The Flexima Biliary Catheter is designed for external and internal percutaneous drainage of the biliary system. The major components of the Flexima Biliary Catheter are the drainage catheter, metal stiffening cannula, flexible stiffening cannula and luer cap.

The provided text is a summary of a 510(k) premarket notification for the Flexima™ Biliary Catheter.

This document DOES NOT contain information about specific acceptance criteria or a study proving the device meets those criteria in the context of device performance metrics like sensitivity, specificity, accuracy, or any comparative effectiveness study (MRMC or standalone AI performance).

The document focuses on demonstrating substantial equivalence to a predicate device. This typically involves performance testing to show the new device functions similarly to the existing device, but it doesn't usually include the kind of detailed clinical study information (like ground truth establishment, expert adjudication, or AI performance metrics) requested in your prompt, especially for a non-AI medical device like a biliary catheter.

Therefore, I cannot fulfill your request for the specific details you've asked for, as they are not present in the provided text.

Here's an explanation of why the requested information is absent based on the document:

• Type of Device: The Flexima Biliary Catheter is a physical medical device for drainage, not an AI or imaging-based diagnostic tool. The performance criteria for such devices typically revolve around mechanical properties, biocompatibility, and functional equivalence, rather than diagnostic accuracy metrics.
• Regulatory Pathway (510(k)): The 510(k) pathway, particularly a Special 510(k) in this case, primarily aims to demonstrate "substantial equivalence" to a legally marketed predicate device. This often involves bench testing, limited animal studies, or comparison of design specifications, rather than large-scale human clinical trials or complex AI performance evaluations.
• Content of the Summary: The provided text is a "Summary of Safety and Effectiveness" which briefly outlines the device, its intended use, and states that "All data gathered demonstrate this device as substantially equivalent." It does not elaborate on the specific tests or their results.

To directly address your prompt points, given the provided text, I can only state that this information is not available:

1. A table of acceptance criteria and the reported device performance: Not provided.
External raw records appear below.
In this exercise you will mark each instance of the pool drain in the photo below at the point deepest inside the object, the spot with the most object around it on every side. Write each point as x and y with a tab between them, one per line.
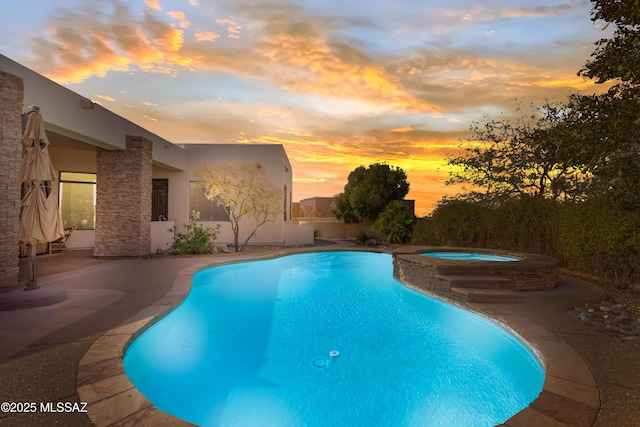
320	362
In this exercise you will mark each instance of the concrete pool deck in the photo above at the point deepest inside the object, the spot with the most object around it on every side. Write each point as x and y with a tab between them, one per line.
71	351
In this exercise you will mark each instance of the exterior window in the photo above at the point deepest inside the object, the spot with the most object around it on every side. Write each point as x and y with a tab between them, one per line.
160	199
284	208
78	199
209	210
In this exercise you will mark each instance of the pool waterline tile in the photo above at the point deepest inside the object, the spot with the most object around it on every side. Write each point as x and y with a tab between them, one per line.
566	374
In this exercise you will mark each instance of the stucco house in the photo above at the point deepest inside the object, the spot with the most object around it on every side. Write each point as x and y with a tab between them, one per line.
120	184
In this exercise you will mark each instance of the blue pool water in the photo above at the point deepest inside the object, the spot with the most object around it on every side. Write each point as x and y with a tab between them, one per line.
328	339
469	256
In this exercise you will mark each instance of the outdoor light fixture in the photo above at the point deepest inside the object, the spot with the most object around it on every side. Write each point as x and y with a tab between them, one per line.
87	104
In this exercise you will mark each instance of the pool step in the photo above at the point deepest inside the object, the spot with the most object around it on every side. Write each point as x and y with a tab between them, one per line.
464	270
481	282
488	295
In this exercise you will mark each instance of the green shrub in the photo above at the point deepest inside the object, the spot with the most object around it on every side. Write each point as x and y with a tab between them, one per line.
395	223
370	234
525	224
196	239
601	238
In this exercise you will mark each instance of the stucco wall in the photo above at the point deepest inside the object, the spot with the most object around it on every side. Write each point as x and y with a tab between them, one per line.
11	97
272	157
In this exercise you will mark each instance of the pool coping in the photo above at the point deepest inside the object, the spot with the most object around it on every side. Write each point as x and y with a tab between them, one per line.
569	395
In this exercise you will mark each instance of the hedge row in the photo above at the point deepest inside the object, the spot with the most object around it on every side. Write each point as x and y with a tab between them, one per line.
597	237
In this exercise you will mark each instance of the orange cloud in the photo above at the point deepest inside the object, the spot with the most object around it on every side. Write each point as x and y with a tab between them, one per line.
153	4
205	36
180	16
402	129
77	48
307	64
106	98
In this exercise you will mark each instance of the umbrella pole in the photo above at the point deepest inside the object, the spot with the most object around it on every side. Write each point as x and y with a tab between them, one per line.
32	266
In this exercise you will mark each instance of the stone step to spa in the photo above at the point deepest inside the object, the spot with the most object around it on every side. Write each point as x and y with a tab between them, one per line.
464	270
488	295
476	282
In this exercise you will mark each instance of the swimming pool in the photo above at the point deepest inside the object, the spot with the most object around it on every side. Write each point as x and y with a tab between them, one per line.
470	256
328	338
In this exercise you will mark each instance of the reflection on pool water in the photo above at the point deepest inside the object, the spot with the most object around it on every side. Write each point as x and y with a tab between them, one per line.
328	339
469	256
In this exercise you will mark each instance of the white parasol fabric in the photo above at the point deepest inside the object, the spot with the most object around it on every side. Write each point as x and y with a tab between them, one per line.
40	221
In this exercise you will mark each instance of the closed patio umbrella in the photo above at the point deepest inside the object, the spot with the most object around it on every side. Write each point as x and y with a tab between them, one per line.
40	221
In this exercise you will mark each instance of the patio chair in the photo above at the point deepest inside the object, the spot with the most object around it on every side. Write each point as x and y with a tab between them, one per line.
61	243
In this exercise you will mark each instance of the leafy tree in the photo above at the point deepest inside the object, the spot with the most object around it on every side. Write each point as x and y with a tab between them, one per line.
245	192
196	238
369	191
617	58
395	222
531	154
609	124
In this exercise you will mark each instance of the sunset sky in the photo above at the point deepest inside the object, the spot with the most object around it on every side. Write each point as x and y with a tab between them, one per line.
338	83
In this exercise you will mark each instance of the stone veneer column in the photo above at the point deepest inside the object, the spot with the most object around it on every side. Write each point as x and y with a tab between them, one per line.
123	200
11	98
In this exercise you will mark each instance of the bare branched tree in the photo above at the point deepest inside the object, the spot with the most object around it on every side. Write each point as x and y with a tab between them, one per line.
244	191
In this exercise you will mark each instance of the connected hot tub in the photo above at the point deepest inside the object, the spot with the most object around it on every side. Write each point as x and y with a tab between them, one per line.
443	269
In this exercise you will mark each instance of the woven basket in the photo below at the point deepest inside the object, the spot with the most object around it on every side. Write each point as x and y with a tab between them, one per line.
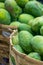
5	46
20	58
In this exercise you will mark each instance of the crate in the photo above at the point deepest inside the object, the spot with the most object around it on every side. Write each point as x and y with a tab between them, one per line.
5	45
20	58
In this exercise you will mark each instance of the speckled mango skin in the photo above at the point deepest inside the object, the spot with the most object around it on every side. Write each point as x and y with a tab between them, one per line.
4	17
34	8
13	8
21	3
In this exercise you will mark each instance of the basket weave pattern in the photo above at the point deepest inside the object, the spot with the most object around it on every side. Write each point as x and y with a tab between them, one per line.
20	58
5	45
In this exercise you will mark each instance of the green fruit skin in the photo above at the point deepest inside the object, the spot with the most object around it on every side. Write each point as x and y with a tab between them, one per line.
2	5
22	3
41	30
12	59
18	48
34	55
37	44
35	8
25	18
37	23
13	8
24	39
15	40
24	26
4	17
2	0
15	23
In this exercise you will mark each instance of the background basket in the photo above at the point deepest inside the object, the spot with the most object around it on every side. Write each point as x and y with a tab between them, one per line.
20	58
5	46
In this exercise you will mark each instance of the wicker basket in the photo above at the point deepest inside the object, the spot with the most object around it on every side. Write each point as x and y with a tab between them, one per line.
20	58
5	46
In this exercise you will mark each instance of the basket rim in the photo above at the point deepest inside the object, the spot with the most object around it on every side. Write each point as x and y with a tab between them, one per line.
22	54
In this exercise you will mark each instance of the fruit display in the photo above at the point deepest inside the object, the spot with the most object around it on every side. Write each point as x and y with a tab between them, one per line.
27	16
2	5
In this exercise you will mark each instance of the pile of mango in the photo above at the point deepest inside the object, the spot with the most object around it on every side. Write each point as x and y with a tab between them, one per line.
27	16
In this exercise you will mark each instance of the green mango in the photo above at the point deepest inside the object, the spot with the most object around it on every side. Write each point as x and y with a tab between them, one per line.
4	17
24	40
2	5
34	55
18	48
34	8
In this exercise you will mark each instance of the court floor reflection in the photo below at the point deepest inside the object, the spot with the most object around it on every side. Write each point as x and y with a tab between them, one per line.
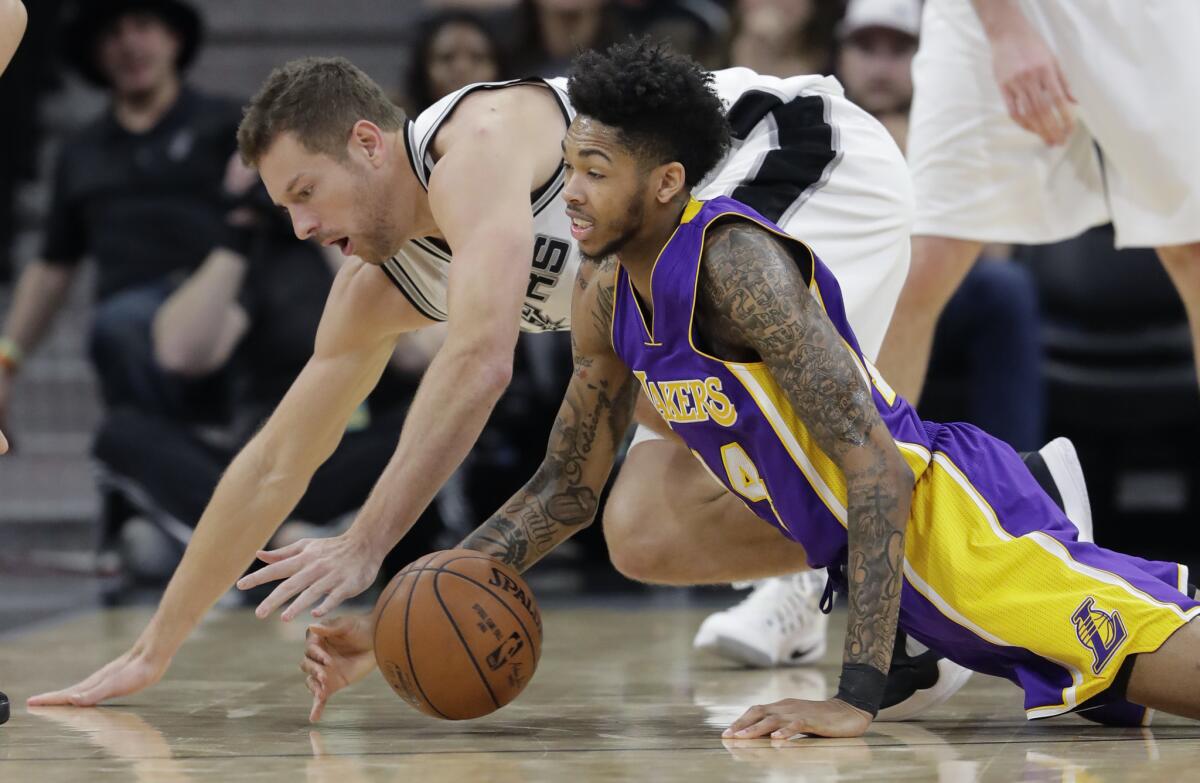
619	695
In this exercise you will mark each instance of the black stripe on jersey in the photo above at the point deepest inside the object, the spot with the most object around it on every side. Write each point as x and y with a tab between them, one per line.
435	247
749	111
549	192
413	157
803	161
411	291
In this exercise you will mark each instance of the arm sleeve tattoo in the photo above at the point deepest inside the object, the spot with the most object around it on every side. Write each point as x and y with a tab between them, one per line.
563	494
751	288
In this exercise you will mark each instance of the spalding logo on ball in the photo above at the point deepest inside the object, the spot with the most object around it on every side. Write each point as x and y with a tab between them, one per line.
459	634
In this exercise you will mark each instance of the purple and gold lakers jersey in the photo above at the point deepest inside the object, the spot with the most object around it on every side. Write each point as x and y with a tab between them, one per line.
994	574
733	416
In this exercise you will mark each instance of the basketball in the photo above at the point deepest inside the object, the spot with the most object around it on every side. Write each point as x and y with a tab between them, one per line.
459	634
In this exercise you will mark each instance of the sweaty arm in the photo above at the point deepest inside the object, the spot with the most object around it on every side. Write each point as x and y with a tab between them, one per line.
1030	78
267	479
751	288
492	157
12	27
563	494
559	500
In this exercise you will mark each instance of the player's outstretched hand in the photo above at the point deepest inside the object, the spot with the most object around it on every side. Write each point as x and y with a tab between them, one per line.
784	719
1035	89
125	675
335	568
336	655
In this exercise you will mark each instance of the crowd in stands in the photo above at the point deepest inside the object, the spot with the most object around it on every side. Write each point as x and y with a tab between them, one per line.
205	305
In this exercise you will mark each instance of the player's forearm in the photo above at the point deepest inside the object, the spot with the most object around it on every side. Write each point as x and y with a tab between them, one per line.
40	294
196	329
250	502
12	27
447	417
880	497
1000	17
541	515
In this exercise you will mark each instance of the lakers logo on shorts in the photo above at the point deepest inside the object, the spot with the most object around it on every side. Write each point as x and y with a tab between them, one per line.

The document generally states "All data gathered demonstrate this device as substantially equivalent," but no specific performance criteria or results are listed.
2. Sample size used for the test set and the data provenance: Not provided. The type of testing and sample sizes are not detailed.
3. Number of experts used to establish the ground truth for the test set and the qualifications of those experts: Not applicable/Not provided. Ground truth in this context (for a physical catheter) would likely relate to objective measurements of device properties rather than expert consensus on diagnostic images.
4. Adjudication method: Not applicable/Not provided.
5. If a multi reader multi case (MRMC) comparative effectiveness study was done, If so, what was the effect size of how much human readers improve with AI vs without AI assistance: Not applicable. This is not an AI device.
6. If a standalone (i.e. algorithm only without human-in-the-loop performance) was done: Not applicable. This is not an AI device.
7. The type of ground truth used: Not applicable/Not provided.
8. The sample size for the training set: Not applicable. This is not an AI device.
9. How the ground truth for the training set was established: Not applicable. This is not an AI device.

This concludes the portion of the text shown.